Второе Сердце - элегия
шумы сирен полицейских,
каждое беглое слово,
оставляя свой облик энейский
на заборах и стенах, на снежных
следах, на метелях и вьюгах.
Я с этим городом смежный
проводник, современник стука
в двери, арестов невинных,
беспредела убогой власти,
соплеменник молодой рябины,
по-прежнему, суки, красной,
мертвой смородины, журналистов,
голых осенних деревьев,
любви, как самоубийства,
смерти, как барса, зверя,
ночных стонов, стрельбы под окнами,
уплотнения населения,
скорости вперемешку с локонами –
я знаю свое поколение.
Я знаю криптоторговцев,
обладательниц жёлтых билетов.
Я знаю сожженных солнцем.
Я знаю прекрасных поэтов.
Я видел весь мир в помаде,
в трипе, в мешках, в отделеньях,
видел мертвых, живых и, кстати,
был не последним – первым,
кто получал в квартирах,
кого били в подъездах, дворах,
кому в руки давали лиру,
учили играть на губах.
Я слышал музыку снега
даже в толчеях метро,
как птицы поют по средам
между вагонов во
время паденья закатов,
наводнения хилых рассветов.
Я улавливал ритмику такта
жизни.
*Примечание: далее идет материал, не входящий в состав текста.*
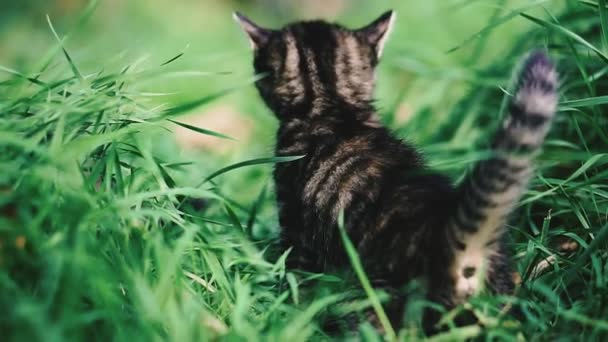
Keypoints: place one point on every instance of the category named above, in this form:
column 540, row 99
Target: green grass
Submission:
column 108, row 230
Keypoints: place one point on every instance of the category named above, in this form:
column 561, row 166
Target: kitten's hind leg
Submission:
column 495, row 185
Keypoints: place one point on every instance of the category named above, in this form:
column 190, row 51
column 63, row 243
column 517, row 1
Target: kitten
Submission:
column 405, row 220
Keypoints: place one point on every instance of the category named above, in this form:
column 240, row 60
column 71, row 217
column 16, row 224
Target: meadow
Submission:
column 136, row 199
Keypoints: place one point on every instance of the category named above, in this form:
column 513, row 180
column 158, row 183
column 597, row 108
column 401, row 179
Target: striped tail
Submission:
column 492, row 189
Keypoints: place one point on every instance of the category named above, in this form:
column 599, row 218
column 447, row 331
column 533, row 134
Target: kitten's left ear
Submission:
column 378, row 31
column 258, row 36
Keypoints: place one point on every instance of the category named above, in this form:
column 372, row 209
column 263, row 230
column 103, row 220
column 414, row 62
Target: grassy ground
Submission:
column 111, row 230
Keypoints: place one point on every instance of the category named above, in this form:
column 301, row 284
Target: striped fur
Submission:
column 406, row 221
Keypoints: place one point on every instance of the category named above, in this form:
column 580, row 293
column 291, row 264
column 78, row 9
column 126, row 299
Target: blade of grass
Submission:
column 567, row 33
column 270, row 160
column 202, row 130
column 65, row 52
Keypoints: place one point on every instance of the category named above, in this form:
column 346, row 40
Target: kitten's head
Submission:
column 310, row 66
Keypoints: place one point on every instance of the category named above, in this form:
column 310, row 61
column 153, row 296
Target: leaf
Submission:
column 355, row 261
column 270, row 160
column 495, row 24
column 202, row 130
column 588, row 102
column 565, row 32
column 65, row 52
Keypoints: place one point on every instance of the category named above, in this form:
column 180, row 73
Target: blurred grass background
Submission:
column 97, row 236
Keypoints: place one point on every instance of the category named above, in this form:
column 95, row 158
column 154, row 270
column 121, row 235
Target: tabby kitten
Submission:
column 405, row 220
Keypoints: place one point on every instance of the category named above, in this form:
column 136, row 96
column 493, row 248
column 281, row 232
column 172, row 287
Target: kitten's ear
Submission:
column 258, row 36
column 378, row 31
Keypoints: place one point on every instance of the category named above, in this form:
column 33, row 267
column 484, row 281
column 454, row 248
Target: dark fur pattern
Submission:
column 405, row 220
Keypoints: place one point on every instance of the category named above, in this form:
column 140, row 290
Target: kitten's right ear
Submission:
column 258, row 36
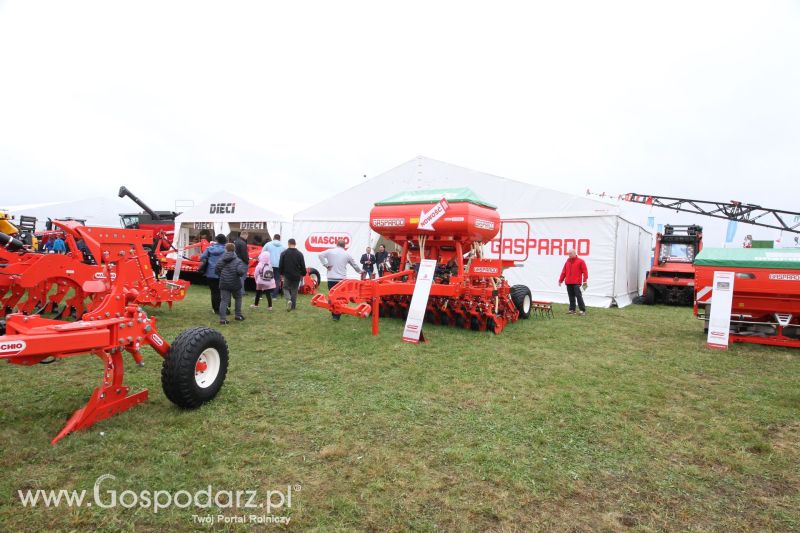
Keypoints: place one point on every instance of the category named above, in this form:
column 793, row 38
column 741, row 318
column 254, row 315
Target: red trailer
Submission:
column 766, row 292
column 671, row 278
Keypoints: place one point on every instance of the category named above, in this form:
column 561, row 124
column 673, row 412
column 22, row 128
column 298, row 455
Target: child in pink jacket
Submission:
column 265, row 279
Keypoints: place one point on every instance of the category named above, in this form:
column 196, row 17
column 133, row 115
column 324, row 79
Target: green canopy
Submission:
column 749, row 257
column 432, row 196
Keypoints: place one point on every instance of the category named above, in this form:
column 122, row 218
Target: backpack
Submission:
column 266, row 274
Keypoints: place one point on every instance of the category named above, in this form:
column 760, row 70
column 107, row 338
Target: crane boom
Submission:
column 747, row 213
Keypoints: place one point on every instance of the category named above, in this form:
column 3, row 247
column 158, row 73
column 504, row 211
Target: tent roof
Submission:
column 514, row 198
column 243, row 211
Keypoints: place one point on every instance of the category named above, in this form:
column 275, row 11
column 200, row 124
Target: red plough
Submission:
column 194, row 366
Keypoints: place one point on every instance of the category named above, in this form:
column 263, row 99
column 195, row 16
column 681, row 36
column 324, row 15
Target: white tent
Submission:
column 615, row 249
column 96, row 211
column 225, row 213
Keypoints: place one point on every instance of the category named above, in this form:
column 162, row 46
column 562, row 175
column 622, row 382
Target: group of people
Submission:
column 225, row 265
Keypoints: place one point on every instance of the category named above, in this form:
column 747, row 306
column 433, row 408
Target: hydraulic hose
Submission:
column 10, row 243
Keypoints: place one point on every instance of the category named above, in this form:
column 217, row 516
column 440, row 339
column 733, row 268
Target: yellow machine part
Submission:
column 10, row 229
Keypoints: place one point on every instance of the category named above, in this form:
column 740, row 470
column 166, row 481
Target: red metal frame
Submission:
column 471, row 294
column 763, row 298
column 116, row 325
column 41, row 283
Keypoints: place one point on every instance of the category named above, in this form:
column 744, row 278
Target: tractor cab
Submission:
column 671, row 278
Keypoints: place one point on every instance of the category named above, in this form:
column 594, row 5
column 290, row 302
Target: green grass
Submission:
column 620, row 419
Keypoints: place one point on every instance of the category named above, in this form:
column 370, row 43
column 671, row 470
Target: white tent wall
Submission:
column 595, row 234
column 96, row 211
column 615, row 268
column 223, row 212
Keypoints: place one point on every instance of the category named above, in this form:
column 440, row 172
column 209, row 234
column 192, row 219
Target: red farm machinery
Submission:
column 111, row 321
column 73, row 283
column 468, row 290
column 671, row 277
column 766, row 293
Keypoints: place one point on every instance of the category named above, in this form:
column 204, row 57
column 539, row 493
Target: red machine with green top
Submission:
column 766, row 292
column 194, row 366
column 450, row 227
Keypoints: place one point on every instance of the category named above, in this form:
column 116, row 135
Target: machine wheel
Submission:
column 649, row 295
column 195, row 367
column 521, row 296
column 474, row 324
column 314, row 273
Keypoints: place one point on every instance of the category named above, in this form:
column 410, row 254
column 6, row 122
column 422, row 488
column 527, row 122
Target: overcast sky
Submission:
column 290, row 102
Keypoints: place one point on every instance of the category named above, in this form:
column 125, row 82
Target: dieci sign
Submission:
column 222, row 208
column 252, row 225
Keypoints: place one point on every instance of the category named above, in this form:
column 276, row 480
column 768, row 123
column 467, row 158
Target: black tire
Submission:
column 179, row 377
column 522, row 298
column 649, row 295
column 314, row 273
column 474, row 324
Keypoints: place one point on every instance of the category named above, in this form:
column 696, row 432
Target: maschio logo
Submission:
column 321, row 241
column 12, row 347
column 222, row 208
column 785, row 277
column 388, row 222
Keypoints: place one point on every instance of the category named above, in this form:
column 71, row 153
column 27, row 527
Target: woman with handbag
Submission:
column 265, row 279
column 208, row 263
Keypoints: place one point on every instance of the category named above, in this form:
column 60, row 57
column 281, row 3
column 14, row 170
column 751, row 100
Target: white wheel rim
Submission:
column 209, row 359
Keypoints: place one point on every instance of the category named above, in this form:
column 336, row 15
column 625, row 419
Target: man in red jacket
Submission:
column 574, row 274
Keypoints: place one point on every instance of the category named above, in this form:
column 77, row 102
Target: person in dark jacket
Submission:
column 230, row 270
column 380, row 259
column 293, row 269
column 241, row 253
column 367, row 264
column 210, row 257
column 574, row 273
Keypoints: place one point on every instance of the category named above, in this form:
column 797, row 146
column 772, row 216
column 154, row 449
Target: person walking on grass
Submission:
column 265, row 280
column 574, row 274
column 208, row 264
column 335, row 261
column 230, row 270
column 293, row 268
column 275, row 248
column 243, row 254
column 367, row 264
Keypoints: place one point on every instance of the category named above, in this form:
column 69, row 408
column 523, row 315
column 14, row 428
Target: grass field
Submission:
column 620, row 419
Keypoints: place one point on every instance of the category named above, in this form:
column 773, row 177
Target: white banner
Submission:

И стал поэтом.
Я любил, я терял, я падал,
я писал, я старался в лад
вступить с хаосом и с распадом.
И я описал распад.
Я состою из уроков
судьбы, из пинков её.
Я знаю, что значит плохо –
это, когда хорошо.
Я состою из книжек,
из кривых парадоксов слов,
из отсутствия, из излишков –
в этом суть всех моих стихов.
Я носитель проклятья и дара,
ни черта и при этом – всего.
"Немель" – название жанра,
стиля, размера, чело-
века вообще – это мой
лавр, куст роз и тернии.
И я, как поэт любой,
наперво состою из потери.
Мне предлагали уехать,
бежать, никогда не вернуться.
Но я спокоен, как Енох,
и тверд в смиреньи, как Луций.
Мой город – награда, отрава,
прекрасно-несчастный день
несчастно-прекрасный до грамма,
до пыли твоих площадей.
Мой город – годки в трамваях,
в суммах сидений такси,
производная времени (суть развалин) –
из этого вышли мои стихи.
Мой город – некто в пальто у входа,
санитар, полицай, иль отец с работы,
или я, который всегда инкогнито.
Но кто из них? Точней, я – который?
Мой город, страна и остатки суши
упраздняются вовсе в этой строчке ломанной.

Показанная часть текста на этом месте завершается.